# Implementing deep Q-learning with the fixed targets model

In this section, we will work on a more complicated
game of Pong and understand how deep Q-learning, alongside the fixed targets
model, can solve the game. While working on this use case, you will also learn how to
leverage a CNN-based model (in place of the vanilla neural network we used in the
previous section) to solve the problem.

The objective of this use case is to build an agent that can play against a computer (a
pre-trained, non-learning agent) and beat it in a game of Pong, where the agent is
expected to achieve a score of 21 points.

The strategy that we will adopt to solve the problem of creating a successful agent for
the game of Pong is as follows:

Crop the irrelevant portion of the image in order to fetch the current frame (state):

![rl](../imgs/rl13.png)

Note that, in the preceding image, we have taken the original image and cropped the
top and bottom pixels of the original image in the processed image:

- Stack four consecutive frames – the agent needs the sequence of states to
understand whether the ball is approaching it or not.

- Let the agent play by taking random actions initially and keep collecting
the current state, future state, action taken, and rewards in memory. Only
keep information about the last 10,000 actions in memory and flush the
historical ones beyond 10,000.

- Build a network (local network) that takes a sample of states from memory
and predicts the values of the possible actions.

- Define another network (target network) that is a replica of the local
network.

- Update the target network every 1,000 times the local network is updated.
The weights of the target network at the end of every 1,000 epochs are the
same as the weights of the local network.

- Leverage the target network to calculate the Q-value of the best action in
the next state.

- For the action that the local network suggests, we expect it to predict the
summation of the immediate reward and the Q-value of the best action in
the next state.

- Minimize the MSE loss of the local network.

- Let the agent keep playing until it maximizes its rewards.

In [None]:
import gym
import numpy as np
import cv2
from collections import deque
import matplotlib.pyplot as plt
import torch
import torch.nn as nn
import torch.nn.functional as F
import numpy as np
import random
from collections import namedtuple, deque
import torch
import torch.nn.functional as F
import torch.optim as optim
import matplotlib.pyplot as plt
%matplotlib inline

device = torch.device("cuda" if torch.cuda.is_available() else "cpu")

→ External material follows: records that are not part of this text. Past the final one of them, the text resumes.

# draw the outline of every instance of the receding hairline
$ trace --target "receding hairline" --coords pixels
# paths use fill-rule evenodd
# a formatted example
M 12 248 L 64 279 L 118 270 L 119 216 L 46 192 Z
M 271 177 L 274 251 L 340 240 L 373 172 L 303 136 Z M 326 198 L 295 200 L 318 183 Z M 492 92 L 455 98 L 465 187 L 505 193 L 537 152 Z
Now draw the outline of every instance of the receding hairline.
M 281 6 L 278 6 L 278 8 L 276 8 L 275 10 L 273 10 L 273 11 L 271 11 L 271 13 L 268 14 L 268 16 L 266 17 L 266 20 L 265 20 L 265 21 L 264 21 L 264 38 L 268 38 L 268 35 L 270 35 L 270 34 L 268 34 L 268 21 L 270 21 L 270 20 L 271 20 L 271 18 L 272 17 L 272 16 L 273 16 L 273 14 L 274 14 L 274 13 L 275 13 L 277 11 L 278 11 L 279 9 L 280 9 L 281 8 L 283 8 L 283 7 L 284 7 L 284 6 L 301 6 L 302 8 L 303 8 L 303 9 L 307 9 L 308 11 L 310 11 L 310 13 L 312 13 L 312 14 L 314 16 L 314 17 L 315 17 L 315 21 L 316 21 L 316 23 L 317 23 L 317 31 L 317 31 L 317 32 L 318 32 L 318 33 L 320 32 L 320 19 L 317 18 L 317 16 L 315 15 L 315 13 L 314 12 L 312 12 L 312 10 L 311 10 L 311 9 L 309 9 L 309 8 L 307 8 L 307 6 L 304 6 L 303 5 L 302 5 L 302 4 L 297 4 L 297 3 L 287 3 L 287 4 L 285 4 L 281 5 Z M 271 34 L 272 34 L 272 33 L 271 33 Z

env = gym.make('PongDeterministic-v0')


In [None]:
state_size = env.observation_space.shape[0]
action_size = env.action_space.n

In [None]:
def preprocess_frame(frame): 
    bkg_color = np.array([144, 72, 17])
    img = np.mean(frame[34:-16:2,::2]-bkg_color, axis=-1)/255.
    resized_image = img
    return resized_image

In [None]:
def stack_frames(stacked_frames, state, is_new_episode):
    # Preprocess frame
    frame = preprocess_frame(state)
    stack_size = 4
    if is_new_episode:
        # Clear our stacked_frames
        stacked_frames = deque([np.zeros((80,80), dtype=np.uint8) for i in range(stack_size)], maxlen=4)
        # Because we're in a new episode, copy the same frame 4x
        for i in range(stack_size):
            stacked_frames.append(frame) 
        # Stack the frames
        stacked_state = np.stack(stacked_frames, axis=2).transpose(2, 0, 1)
    else:
        # Append frame to deque, automatically removes the oldest frame
        stacked_frames.append(frame)
        # Build the stacked state (first dimension specifies different frames)
        stacked_state = np.stack(stacked_frames, axis=2).transpose(2, 0, 1) 
    return stacked_state, stacked_frames
class DQNetwork(nn.Module):
    def __init__(self, states, action_size):
        super(DQNetwork, self).__init__()
        
        self.conv1 = nn.Conv2d(4, 32, (8, 8), stride=4)
        self.conv2 = nn.Conv2d(32, 64, (4, 4), stride=2)
        self.conv3 = nn.Conv2d(64, 64, (3, 3), stride=1)
        self.flatten = nn.Flatten()
        self.fc1 = nn.Linear(2304, 512)
        self.fc2 = nn.Linear(512, action_size)
        
    def forward(self, state): 
        x = F.relu(self.conv1(state))
        x = F.relu(self.conv2(x))
        x = F.relu(self.conv3(x))
        x = self.flatten(x)
        x = F.relu(self.fc1(x))
        x = self.fc2(x)
        return x

In [None]:
class Agent():
    def __init__(self, state_size, action_size):
        
        self.state_size = state_size
        self.action_size = action_size
        self.seed = random.seed(0)

        ## hyperparameters
        self.buffer_size = 10000
        self.batch_size = 32
        self.gamma = 0.99
        self.lr = 0.0001
        self.update_every = 4
        self.update_every_target = 1000 
        self.learn_every_target_counter = 0
        # Q-Network
        self.local = DQNetwork(state_size, action_size).to(device)
        self.target = DQNetwork(state_size, action_size).to(device)
        self.optimizer = optim.Adam(self.local.parameters(), lr=self.lr)

        # Replay memory
        self.memory = deque(maxlen=self.buffer_size) 
        self.experience = namedtuple("Experience", field_names=["state", "action", "reward", "next_state", "done"])
        # Initialize time step (for updating every few steps)
        self.t_step = 0
    def step(self, state, action, reward, next_state, done):
        # Save experience in replay memory
        self.memory.append(self.experience(state[None], action, reward, next_state[None], done))
        
        # Learn every update_every time steps.
        self.t_step = (self.t_step + 1) % self.update_every
        if self.t_step == 0:
   # If enough samples are available in memory, get random subset and learn
            if len(self.memory) > self.batch_size:
                experiences = self.sample_experiences()
                self.learn(experiences, self.gamma)
    def act(self, state, eps=0.):
        # Epsilon-greedy action selection
        if random.random() > eps:
            state = torch.from_numpy(state).float().unsqueeze(0).to(device)
            self.local.eval()
            with torch.no_grad():
                action_values = self.local(state)
            self.local.train()
            return np.argmax(action_values.cpu().data.numpy())
        else:
            return random.choice(np.arange(self.action_size))
    def learn(self, experiences, gamma):
        self.learn_every_target_counter+=1
        states, actions, rewards, next_states, dones = experiences
       # Get expected Q values from local model
        Q_expected = self.local(states).gather(1, actions)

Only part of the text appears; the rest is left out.